Once a month, we'll deliver a finely-curated selection of optimization tips to your inbox.

Comments

  1. Jesse Newland said about 2 hours later:

    Why hello, scout_agent! I really quite fancy the fork()/exit() strategy for preventing memory leaks! Thanks for the hint.

  2. aleco said about 2 hours later:

    While the scout_agent structure feels pretty clean now, its total memory usage (30-40MB for lifeline+ master+3 plugins together were pretty common) forced me to disable it on my 256MB VPS a few days ago. I guess I’ll have to replace it with a plain old cronjob which checks load and mem usage, as the concept of running such tasks in a ruby environment is simply a waste of RAM which you shoud use for an increased innodb-buffer or another mongrel/passenger instance instead (at least on servers with < 512 MB).

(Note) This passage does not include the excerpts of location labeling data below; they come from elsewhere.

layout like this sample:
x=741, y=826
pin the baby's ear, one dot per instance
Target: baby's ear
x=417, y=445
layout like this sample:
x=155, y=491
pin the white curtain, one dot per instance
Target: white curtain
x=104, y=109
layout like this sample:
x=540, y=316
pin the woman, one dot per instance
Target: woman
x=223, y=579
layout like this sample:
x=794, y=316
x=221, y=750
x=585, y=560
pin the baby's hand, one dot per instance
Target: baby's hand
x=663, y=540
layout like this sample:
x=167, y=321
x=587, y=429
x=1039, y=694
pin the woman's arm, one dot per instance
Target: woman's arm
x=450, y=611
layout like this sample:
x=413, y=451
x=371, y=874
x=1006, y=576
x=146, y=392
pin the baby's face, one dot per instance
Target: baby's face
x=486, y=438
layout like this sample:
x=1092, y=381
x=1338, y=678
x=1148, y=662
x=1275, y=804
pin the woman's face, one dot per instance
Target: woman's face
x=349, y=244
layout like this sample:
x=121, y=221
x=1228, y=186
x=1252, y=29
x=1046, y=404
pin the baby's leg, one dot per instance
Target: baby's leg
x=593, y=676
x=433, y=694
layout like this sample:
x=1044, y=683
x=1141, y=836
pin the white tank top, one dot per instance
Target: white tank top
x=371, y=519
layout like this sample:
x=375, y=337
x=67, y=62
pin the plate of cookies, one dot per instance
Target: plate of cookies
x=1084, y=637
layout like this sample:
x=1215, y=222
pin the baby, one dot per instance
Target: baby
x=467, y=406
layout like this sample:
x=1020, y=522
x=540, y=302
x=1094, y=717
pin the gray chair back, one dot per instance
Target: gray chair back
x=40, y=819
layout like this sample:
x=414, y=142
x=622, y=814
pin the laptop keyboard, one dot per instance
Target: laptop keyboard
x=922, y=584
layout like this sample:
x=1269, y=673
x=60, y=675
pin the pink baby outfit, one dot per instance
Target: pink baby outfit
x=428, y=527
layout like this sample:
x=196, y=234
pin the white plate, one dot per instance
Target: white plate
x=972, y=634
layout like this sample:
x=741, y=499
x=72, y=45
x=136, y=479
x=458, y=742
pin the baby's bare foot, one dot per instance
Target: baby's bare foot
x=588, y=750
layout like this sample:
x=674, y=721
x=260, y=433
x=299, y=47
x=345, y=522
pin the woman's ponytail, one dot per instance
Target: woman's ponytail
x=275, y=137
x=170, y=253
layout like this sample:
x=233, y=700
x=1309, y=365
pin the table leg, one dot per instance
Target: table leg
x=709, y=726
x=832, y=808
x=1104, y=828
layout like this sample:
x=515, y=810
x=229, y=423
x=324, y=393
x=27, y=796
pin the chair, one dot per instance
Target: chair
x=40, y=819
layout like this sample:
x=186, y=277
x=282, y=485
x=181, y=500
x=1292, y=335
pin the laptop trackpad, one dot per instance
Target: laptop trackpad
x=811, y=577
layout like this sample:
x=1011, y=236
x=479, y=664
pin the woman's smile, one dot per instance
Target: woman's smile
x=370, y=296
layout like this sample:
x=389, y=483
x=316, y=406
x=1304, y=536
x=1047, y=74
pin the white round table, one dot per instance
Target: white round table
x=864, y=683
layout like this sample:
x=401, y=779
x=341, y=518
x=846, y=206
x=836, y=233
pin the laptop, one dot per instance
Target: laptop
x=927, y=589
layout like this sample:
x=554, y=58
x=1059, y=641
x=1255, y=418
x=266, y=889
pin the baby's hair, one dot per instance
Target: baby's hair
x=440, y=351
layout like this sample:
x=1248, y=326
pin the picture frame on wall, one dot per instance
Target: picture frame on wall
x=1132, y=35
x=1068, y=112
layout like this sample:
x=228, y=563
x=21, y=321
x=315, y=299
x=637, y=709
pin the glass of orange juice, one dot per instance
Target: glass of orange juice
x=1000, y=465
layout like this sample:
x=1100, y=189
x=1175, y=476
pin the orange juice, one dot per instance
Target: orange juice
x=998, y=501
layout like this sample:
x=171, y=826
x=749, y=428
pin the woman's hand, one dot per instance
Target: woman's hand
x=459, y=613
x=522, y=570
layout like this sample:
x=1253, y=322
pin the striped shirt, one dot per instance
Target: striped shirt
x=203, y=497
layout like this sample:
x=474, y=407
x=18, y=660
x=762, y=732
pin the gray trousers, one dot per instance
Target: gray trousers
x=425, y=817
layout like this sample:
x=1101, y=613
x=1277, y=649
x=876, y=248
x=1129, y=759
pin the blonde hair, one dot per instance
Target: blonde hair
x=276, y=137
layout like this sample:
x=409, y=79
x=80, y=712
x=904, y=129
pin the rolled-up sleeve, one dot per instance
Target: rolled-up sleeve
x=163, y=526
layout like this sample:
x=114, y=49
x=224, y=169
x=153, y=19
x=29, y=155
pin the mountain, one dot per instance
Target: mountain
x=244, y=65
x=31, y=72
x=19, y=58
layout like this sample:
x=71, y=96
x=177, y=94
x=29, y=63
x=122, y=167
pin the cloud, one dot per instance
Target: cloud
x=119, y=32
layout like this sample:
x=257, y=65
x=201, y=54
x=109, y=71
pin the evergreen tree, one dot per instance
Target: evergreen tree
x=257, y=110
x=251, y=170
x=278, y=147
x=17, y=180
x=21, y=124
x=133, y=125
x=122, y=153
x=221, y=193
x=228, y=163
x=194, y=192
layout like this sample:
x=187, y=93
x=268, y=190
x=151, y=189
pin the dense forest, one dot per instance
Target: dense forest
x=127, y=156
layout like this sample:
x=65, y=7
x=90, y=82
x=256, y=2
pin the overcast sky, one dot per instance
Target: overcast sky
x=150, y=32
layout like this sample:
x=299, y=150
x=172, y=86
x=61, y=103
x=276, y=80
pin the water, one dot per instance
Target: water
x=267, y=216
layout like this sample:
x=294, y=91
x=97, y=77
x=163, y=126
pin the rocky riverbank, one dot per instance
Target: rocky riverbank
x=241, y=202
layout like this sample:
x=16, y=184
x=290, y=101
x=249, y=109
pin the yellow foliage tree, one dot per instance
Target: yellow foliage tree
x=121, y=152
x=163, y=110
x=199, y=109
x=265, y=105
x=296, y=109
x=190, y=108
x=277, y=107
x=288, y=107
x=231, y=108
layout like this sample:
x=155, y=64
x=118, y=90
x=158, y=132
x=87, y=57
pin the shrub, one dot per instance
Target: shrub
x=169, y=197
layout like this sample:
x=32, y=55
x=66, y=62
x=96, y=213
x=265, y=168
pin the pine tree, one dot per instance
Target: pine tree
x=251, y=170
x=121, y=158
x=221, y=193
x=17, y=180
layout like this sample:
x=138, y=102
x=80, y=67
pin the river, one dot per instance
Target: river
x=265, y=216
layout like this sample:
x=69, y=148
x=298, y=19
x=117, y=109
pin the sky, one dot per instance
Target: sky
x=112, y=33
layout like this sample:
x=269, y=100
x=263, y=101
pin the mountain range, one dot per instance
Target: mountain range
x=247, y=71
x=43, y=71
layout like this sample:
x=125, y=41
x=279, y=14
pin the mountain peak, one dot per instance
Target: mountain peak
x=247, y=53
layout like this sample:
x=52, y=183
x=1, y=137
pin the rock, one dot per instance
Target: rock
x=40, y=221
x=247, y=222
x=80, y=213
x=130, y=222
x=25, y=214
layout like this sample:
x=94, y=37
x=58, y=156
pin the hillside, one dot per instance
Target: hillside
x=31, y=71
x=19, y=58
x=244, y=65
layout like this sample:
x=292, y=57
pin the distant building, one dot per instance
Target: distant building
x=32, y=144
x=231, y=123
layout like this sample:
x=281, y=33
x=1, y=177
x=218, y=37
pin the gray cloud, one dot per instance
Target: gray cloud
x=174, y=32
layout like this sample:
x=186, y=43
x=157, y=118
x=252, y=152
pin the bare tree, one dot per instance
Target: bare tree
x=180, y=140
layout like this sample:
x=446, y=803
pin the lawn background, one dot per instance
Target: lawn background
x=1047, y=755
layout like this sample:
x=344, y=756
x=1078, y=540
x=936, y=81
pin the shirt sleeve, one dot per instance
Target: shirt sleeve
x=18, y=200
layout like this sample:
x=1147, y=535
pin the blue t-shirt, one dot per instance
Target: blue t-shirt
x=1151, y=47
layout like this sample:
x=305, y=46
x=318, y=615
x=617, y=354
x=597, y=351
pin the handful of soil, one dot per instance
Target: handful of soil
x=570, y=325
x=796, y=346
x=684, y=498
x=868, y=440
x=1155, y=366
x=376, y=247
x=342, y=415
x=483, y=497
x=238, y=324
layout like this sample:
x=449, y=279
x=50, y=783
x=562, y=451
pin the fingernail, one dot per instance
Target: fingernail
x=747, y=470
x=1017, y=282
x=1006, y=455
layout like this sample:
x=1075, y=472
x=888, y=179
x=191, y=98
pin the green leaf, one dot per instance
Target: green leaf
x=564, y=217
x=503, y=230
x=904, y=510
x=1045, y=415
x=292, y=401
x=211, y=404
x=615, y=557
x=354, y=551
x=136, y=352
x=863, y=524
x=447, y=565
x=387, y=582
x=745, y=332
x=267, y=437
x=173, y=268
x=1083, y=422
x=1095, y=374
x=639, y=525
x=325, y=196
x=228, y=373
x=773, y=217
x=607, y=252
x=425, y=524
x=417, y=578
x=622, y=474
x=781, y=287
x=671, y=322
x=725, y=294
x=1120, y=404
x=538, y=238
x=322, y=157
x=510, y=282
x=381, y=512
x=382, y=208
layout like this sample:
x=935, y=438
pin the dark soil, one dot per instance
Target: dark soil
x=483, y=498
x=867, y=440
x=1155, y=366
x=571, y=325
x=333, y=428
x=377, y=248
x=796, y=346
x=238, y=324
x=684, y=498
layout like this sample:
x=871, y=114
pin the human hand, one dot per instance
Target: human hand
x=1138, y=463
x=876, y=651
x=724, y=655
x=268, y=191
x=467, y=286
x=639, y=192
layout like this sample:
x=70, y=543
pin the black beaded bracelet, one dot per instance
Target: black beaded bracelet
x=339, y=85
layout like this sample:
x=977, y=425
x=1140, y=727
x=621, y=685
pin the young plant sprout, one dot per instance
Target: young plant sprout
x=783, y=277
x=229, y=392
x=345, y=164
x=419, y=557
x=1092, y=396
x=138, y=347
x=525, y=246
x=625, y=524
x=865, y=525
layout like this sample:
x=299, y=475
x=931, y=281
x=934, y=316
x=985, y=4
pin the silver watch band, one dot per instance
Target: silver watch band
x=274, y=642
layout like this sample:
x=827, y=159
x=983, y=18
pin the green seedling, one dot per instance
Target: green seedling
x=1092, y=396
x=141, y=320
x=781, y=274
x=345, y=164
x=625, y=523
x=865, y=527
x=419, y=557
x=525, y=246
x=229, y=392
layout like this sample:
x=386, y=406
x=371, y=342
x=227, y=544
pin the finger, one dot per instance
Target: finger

  3. Derek (Scout) said about 3 hours later:

    Aleco,

    If you’re using ps to look at the memory usage, Scout look a lot worse than it is. Here’s a great article about why that is, if you want to read more:

    http://wiki.marandcustomsolutions.com/space/Linux/Understanding+memory+usage

    The issues brought up there apply doubly so to the agent, since all agent processes are forked off of a common startup sequence (so they share a lot). In fact, a forked process itself is done as a “copy-on-write” entry in the process table where only new memory needs to be updated.

    Given all of that, the agent’s memory is significantly lower than something like ps will show.

  4. Kenneth Kalmer said about 4 hours later:

    Awesome way of doing this, will definitely be highlighting this to the daemon-kit users.